Lowland mixed oak and ash wood
What is it?
This is the archetypal woodland of the lowlands. Growing on deep, fertile brown soils, oak and ash usually dominate the canopy, with a tall understorey of hazel and field maple and rambling honeysuckle. In many, sycamore, suckering elms and sweet chestnut have also colonised or been planted, and in some places hornbeam or lime may form the canopy. On acidic soils, bluebells may form an intense blue haze in spring, often with wood anemone, while a carpet of Dog’s mercury or ramsons indicates more limey conditions - although not so colourful, this may be more species-rich with the possibility of woodland rarities such as herb Paris and Solomon’s seal.
Why is it like this?
Although we cherish these woodlands for their serenity and a sense of continuity with the wildwoods of the past, they have been shaped by human activities over millennia. Most were managed through coppicing - cutting stems at ground level and allowing them to re-grow to harvest again for firewood, charcoal or other uses in a few years, resulting in a multi-stemmed bush. This practice, which was almost universal by the Middle Ages, periodically opened-up the canopy and provided the edge habitat favoured by many woodland specialists. Some trees were left to grow as standards for timber, either as “maidens” or pollarded (cut at head height allowing multiple stems to grow from the trunk). However, coppicing became uneconomical with the arrival of coal and many woodlands were abandoned, cleared or overplanted.
Distribution in the UK
Found scattered throughout the lowlands.
What to look for
Rare woodland butterflies and spectacular spring flowers still flourish where coppicing continues (mostly on nature reserves). The best places to look are clearings, glades and edges. In calcareous woods, look for rarities including greater butterfly-orchid among the pignut, yellow archangel, primrose, bugle and enchanter’s nightshade. Look for purple hairstreak butterflies high in the canopy and silver-washed fritillary flying along rides - species that favour openings such as pearl-bordered fritillary, small pearl-bordered fritillary and Duke of Burgundy are now harder to find. Spotted flycatchers may hunt from trees on the edges of clearings, and listen out for other summer migrants such as garden warbler - if you are lucky you may hear a nightingale serenading from areas of scrub. Dormice also favour scrub – empty nut shells with oblique tooth marks give away their presence. Mature trees provide excellent nesting opportunities for woodpeckers, whose holes may be used by roosting bats. Dead wood is ideal for invertebrates such as stag beetle (the largest terrestrial insect in Europe) and for fungi (look out for the bright orange bracket fungus, chicken of the woods).

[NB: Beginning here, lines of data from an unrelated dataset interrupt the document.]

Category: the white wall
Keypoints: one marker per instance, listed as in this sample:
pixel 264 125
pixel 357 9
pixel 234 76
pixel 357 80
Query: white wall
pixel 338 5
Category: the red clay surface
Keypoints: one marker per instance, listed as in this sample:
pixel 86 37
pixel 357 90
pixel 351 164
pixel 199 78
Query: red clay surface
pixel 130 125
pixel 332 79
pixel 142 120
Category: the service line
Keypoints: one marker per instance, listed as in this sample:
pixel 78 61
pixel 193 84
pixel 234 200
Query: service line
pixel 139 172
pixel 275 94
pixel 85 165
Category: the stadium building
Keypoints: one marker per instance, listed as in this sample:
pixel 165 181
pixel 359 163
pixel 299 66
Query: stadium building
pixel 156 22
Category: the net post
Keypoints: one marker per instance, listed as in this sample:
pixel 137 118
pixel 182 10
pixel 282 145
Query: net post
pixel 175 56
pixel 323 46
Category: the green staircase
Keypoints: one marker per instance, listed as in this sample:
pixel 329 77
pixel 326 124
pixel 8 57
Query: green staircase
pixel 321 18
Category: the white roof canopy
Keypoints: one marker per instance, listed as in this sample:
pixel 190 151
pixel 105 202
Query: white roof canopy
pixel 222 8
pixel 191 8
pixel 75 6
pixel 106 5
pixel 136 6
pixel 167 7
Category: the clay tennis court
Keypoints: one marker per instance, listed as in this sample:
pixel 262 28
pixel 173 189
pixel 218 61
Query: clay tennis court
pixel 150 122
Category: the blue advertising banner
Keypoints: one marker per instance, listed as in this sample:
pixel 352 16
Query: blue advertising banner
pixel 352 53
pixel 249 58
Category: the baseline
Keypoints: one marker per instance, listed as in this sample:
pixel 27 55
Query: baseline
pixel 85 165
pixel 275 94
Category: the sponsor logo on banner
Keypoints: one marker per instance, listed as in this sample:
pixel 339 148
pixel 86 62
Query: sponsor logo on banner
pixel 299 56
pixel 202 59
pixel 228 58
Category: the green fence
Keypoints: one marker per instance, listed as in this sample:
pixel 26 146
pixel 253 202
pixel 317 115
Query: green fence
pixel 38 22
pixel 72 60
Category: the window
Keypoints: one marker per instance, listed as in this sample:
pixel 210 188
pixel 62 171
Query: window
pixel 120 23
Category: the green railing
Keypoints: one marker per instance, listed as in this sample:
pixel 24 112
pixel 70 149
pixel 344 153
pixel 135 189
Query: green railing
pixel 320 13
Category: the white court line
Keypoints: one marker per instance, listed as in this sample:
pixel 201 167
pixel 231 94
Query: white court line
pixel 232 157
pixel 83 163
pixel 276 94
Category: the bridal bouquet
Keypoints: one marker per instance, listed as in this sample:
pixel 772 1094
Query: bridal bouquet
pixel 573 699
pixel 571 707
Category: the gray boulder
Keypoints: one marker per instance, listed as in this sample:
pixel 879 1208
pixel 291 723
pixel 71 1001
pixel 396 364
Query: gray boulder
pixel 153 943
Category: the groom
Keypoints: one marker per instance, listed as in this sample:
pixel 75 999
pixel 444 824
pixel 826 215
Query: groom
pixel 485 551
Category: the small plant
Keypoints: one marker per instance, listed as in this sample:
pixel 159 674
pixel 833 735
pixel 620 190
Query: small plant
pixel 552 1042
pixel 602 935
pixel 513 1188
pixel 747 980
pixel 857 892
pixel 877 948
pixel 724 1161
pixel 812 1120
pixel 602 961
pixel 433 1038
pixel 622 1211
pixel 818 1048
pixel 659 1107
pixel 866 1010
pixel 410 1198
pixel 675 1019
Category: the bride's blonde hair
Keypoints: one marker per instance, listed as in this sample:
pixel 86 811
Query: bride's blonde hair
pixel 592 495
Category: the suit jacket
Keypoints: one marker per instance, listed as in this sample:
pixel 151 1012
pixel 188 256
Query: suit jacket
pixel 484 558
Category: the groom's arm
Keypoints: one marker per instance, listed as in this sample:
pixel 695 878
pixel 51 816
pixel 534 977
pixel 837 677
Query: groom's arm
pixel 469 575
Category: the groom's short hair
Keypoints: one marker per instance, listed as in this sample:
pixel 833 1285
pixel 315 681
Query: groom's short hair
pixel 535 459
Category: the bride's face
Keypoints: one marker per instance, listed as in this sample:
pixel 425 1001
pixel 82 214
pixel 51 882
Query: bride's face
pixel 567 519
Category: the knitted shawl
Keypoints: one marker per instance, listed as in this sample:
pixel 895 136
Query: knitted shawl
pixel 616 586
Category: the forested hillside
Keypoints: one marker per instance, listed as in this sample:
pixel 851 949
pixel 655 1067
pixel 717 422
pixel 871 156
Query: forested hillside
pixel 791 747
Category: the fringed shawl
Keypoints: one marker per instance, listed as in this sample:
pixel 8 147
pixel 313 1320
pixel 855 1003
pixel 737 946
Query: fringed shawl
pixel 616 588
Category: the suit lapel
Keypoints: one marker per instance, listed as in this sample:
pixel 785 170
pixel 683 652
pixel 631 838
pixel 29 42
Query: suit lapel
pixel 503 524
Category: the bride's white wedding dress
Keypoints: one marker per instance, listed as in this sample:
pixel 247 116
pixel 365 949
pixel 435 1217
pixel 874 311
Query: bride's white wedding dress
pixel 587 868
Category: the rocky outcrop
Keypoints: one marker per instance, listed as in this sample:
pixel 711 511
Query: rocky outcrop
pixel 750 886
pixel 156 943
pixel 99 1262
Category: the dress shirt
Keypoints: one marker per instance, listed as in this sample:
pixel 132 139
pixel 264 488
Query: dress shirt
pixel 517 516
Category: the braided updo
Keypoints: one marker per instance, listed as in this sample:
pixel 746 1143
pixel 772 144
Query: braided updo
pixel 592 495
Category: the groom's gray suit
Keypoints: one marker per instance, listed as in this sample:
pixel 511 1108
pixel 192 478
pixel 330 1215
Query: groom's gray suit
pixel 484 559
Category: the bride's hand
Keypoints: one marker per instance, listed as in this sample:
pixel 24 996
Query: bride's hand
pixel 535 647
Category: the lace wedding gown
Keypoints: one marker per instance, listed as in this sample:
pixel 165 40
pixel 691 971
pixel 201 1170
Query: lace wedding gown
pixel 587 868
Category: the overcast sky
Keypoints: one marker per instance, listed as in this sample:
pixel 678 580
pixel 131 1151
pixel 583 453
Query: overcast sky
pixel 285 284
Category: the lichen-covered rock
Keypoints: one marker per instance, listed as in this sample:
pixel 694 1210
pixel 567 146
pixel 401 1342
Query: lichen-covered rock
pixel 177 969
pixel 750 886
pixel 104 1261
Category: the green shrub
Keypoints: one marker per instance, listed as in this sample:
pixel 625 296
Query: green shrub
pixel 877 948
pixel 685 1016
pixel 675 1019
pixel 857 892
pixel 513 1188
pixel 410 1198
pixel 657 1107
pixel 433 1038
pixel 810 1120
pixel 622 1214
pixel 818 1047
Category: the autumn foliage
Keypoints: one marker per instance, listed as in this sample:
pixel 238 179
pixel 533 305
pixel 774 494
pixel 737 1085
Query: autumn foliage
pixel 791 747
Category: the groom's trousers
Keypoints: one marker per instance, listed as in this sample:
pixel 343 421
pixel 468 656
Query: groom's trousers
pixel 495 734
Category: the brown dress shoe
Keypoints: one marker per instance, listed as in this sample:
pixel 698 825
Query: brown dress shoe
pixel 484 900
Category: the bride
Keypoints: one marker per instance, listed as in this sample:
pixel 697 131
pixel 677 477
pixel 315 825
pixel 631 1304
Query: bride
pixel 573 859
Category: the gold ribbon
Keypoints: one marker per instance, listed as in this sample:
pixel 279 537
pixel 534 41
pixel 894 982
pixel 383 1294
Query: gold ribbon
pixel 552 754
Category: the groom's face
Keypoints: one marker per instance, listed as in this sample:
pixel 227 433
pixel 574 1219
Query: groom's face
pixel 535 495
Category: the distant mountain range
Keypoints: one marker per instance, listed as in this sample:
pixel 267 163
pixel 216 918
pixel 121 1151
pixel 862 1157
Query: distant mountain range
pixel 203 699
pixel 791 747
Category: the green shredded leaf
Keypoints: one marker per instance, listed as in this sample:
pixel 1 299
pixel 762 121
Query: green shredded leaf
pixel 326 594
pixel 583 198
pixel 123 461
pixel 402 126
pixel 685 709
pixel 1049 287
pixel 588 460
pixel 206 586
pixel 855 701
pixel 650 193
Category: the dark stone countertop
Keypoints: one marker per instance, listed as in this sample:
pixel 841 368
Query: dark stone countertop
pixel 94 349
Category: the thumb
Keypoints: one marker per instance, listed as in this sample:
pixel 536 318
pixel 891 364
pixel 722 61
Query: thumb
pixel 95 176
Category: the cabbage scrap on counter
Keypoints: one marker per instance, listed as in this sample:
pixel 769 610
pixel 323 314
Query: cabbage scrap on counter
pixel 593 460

For most of these woodlands, traditional management is no longer economically viable. Abandonment or management for timber results in the loss of open patches and has led to massive declines in many woodland birds, moths and butterflies, while overgrazing by wild deer is reducing natural regeneration. At the same time, many woodlands are small (on average less than 20 ha) and surrounded by intensive agriculture (exposing them to nitrogen pollution), while the loss of hedges has reduced connectivity between woods. The impacts of ash die-back, first found in the UK in 2012, are unknown, but may result in changes in species composition. Conservation needs to reintegrate woodland management with local economics (e.g. through sensitive management for woodfuel) if it is to be sustainable. However, within existing high forest, there is also a place for non-intervention to allow natural processes to function.